California has more veteran-owned businesses than any other state — more than 250,000 businesses, according to the Small Business Administration.
With San Diego’s access to military contracts and its ready supply of personnel leaving the military, the county is seen as a growing hub for veteran entrepreneurs.
Sumner Lee was a Navy helicopter pilot who later worked with the Space and Naval Warfare Systems Command in San Diego. After he got out of the military, he spent a year as a designer for a large firm in Los Angeles before realizing what he really wanted to do was create his own job.
“I realized that I get a lot more satisfaction in life from being able to develop solutions for the guys who are out on the front lines, and putting their life on the line to keep each other safe and to help America overall,” Lee said.
Lee opened Fuse Integration in 2010. It works on software that will allow commanders to sort all of the data coming from satellites, drones and personnel in the field.
One of the reasons why San Diego is a hot spot for veteran entrepreneurs is that the county is home to roughly 300,000 veterans. Research from the Small Business Administration’s Boots to Business program shows veterans are 45 percent more likely to run their own business than non-veterans.
Lee says veterans are natural entrepreneurs.
“They have an understanding of how to deal with adversity,” he said. “How to deal with problems as they come up and how to drive toward mission accomplishment even through the face of adversity in front of them.”
They also have to learn how to motivate their employees without expecting them to salute.
Since San Diego is home to several Naval installations and the Marines, it’s a large potential market for people who already understand the customer — if they know how to access those contracts.
For years, the Department of Defense has set aside a certain portion of its contracts for businesses run by veterans. The federal government is doing more to enforce those quotas for veterans over the last couple of years, said Carlos Figari, director of the SOCAL Veterans Business Outreach Center in Carlsbad.
“They want to make sure they are helping the veterans,” Figari said. “So people are really watching those numbers to make sure they are coming in.”
Part of the Small Business Administration, his office opened last year to cover eight Southern California counties, including San Diego.
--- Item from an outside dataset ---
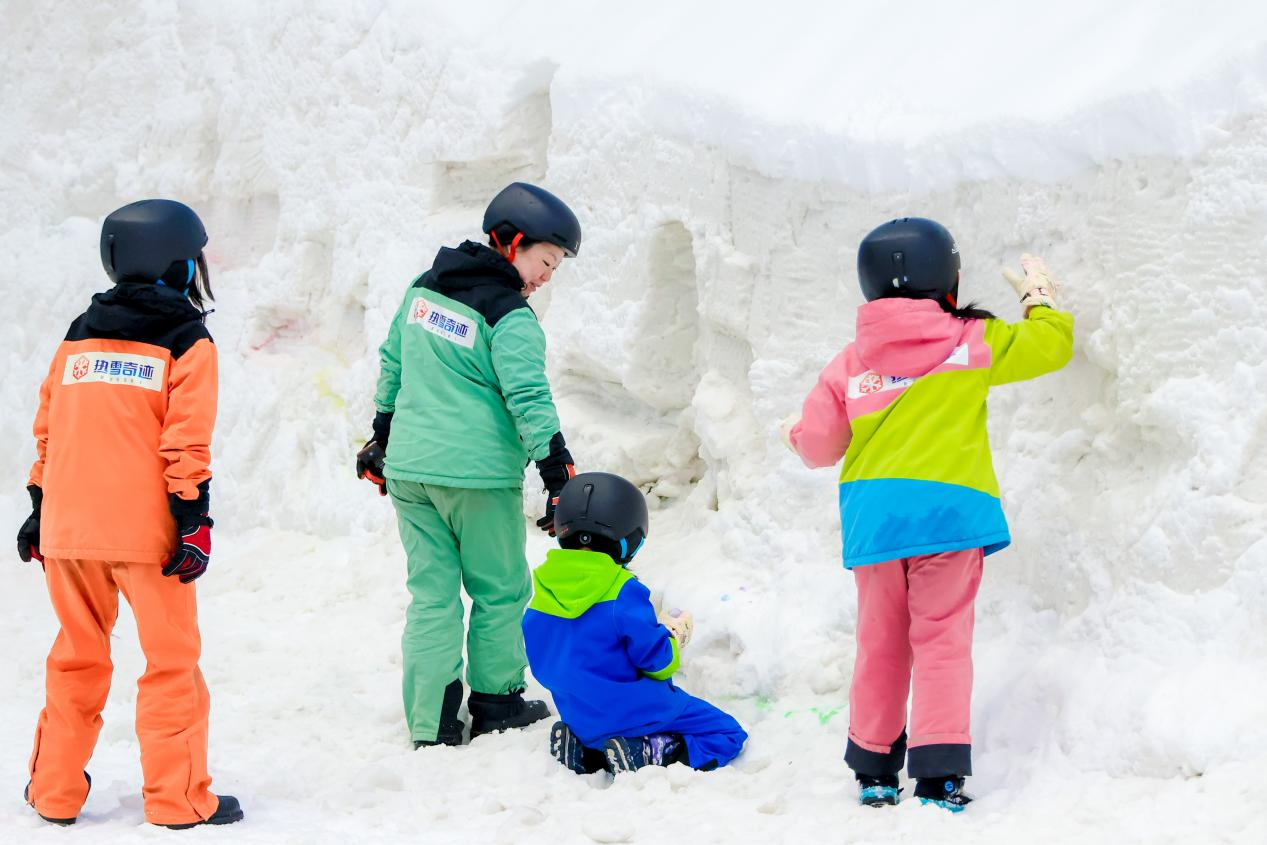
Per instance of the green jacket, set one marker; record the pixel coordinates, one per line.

There are a number of groups in San Diego guiding veterans through the start-up process. Since 2013, the Small Business Administration has offered a two-day Boots to Business course, open to all personnel before they separate from the military.
“They attend two days and be exposed to the steps and the kind of things that they need to be aware when they start a business,” Figari said.
The Small Business Administration offers an optional eight week online follow up course. Camp Pendleton and Naval Base San Diego have requested the course more often than any other bases in the country, outside of Washington D.C.